The BCWF believes receiving proper protection under SARA will be more effective than the current approach. Steelhead and other many at-risk marine fish species are managed by DFO through the Fisheries Act. Scientists have found this alternative approach to be flawed and concluded that it provides inadequate protection for the endangered fish. DFO developed the 2009 Sustainable Fisheries Framework to manage commercial fisheries using what is described as a precautionary and ecosystem-based approach.

The listing of steelhead will have short-term economic social and cultural consequences in terms of the availability of fish from an economic perspective including loss of Marine Stewardship Council Certification and access to international markets for salmon particularly chum. However, not listing steelhead (and other salmon stocks) will result in the long-term erosion of the diversity and resilience of fish stocks and the fisheries upon which they depend.

Photo: Alexandra Scott

Bringing stakeholders together

The protection and enhancement of wild salmon must include First Nations, local government, industry and stakeholders.
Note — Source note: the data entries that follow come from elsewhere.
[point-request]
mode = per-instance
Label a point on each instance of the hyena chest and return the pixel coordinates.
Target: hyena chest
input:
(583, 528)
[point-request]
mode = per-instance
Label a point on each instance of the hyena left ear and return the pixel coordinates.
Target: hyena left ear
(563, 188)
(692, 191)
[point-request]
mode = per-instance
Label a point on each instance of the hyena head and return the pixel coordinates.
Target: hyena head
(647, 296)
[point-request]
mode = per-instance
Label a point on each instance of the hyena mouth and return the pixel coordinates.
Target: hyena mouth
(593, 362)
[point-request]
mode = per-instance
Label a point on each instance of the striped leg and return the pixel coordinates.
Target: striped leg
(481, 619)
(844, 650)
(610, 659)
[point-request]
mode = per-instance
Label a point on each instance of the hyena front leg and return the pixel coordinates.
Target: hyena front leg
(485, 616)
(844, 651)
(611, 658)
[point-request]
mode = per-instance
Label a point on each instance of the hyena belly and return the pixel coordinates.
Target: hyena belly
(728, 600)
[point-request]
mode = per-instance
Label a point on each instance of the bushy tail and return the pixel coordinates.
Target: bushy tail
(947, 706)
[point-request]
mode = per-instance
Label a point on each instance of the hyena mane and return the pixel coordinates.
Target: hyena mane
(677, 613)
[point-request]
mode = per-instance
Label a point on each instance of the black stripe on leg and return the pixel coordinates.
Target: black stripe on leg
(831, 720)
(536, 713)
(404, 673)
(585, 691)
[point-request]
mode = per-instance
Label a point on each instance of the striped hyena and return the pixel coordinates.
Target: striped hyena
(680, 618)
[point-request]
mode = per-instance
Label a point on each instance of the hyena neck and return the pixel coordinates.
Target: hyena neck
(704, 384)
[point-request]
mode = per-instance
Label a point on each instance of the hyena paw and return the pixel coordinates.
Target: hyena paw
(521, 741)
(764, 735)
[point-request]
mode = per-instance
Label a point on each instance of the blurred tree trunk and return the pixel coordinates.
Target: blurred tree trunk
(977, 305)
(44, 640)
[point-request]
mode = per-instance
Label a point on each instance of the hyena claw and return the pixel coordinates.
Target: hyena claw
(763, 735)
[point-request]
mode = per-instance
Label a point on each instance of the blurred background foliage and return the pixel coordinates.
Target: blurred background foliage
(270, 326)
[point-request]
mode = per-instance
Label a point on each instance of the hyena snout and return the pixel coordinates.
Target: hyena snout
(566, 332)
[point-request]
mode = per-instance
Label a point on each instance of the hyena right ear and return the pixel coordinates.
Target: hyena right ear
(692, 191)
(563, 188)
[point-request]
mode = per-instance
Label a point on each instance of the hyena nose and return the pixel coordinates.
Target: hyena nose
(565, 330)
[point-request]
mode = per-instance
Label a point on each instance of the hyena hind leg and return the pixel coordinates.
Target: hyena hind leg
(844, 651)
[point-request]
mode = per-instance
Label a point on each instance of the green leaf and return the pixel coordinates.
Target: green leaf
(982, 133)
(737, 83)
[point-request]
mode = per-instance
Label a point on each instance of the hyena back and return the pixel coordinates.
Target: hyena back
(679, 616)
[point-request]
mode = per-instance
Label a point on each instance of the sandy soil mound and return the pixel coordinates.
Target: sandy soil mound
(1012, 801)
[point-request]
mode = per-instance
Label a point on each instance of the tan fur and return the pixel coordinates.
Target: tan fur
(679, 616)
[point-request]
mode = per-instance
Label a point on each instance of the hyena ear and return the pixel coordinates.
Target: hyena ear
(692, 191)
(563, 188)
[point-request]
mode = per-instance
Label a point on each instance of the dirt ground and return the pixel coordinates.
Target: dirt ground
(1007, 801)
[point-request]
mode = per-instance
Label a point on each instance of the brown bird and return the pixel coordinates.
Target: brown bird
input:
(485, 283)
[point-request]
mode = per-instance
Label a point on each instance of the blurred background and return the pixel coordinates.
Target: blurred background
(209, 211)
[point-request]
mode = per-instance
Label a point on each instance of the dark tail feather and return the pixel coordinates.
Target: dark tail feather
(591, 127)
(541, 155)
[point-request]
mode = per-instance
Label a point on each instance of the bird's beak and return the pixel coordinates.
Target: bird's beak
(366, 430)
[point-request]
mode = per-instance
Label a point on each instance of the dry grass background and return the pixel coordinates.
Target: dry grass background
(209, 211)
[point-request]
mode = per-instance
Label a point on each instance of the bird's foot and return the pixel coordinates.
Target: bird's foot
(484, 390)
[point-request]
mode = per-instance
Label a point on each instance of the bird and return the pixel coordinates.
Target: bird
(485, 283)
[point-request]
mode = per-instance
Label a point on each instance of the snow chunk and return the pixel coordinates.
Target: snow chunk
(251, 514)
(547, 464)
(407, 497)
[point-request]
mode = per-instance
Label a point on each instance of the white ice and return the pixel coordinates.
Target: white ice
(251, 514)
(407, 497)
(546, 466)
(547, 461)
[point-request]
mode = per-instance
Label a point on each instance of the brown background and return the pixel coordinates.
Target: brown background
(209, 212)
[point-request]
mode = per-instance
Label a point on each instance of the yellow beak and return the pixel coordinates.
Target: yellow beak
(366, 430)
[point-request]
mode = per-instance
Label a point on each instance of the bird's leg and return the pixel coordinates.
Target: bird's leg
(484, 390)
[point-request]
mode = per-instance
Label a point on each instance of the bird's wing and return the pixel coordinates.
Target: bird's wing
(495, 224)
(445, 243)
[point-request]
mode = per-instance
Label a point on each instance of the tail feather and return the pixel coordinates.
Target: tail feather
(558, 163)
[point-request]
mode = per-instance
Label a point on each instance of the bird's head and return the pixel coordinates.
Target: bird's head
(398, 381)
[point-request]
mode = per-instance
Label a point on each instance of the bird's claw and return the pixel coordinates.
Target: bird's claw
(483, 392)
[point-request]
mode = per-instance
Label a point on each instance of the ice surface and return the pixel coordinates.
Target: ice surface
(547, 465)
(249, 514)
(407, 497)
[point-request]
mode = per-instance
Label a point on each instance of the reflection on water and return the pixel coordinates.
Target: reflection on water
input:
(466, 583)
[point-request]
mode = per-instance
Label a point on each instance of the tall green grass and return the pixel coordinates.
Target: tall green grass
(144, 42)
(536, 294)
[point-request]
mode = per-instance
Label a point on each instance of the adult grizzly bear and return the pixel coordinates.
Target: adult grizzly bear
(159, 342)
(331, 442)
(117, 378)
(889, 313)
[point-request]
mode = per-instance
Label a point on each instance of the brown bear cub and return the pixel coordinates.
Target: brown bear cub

Protection and restoration of key habitats and development of selective fishing could provide economic social and cultural benefits in key watersheds in rural BC. Working shoulder to shoulder with indigenous groups on these habitat and sustainability issues would provide a major step towards recognition and reconciliation.

Long-term benefits

The re-establishment of an effective and coordinated Federal Fisheries Protection Program will provide great economic benefits to current and future generations as it always cost more to repair than protect habitat and stocks particularly when coordinated with provincial Water Sustainability initiatives designed to protect the ecological goods and services provided by functioning watersheds.

Maintenance of the abundance and diversity of the Steelhead stocks will provide long term economic benefits for both indigenous and non-indigenous communities both in terms of Food Social and Ceremonial purposes and both the consumptive and non-consumptive values of this species and other salmon.

Major investment in research is required in the freshwater and marine environments, using modern research techniques including genomics, remote sensing and evolving assessment techniques that could re-establish the place in fisheries research and management that BC’s academic and research facilities had in the past internationally.

A focus on rebuilding these stocks and truly selective fisheries is a unifying objective socially and culturally, rather than the current approach of managing to zero taken by DFO with steelhead and other weak stocks where the focus is allocation of a diminishing resource base. The benefits would include greater social support, increased transparency and the substitution of process to specific steelheads and salmon objectives that will drive financial technical and community support from both indigenous and non-indigenous communities at a watershed level.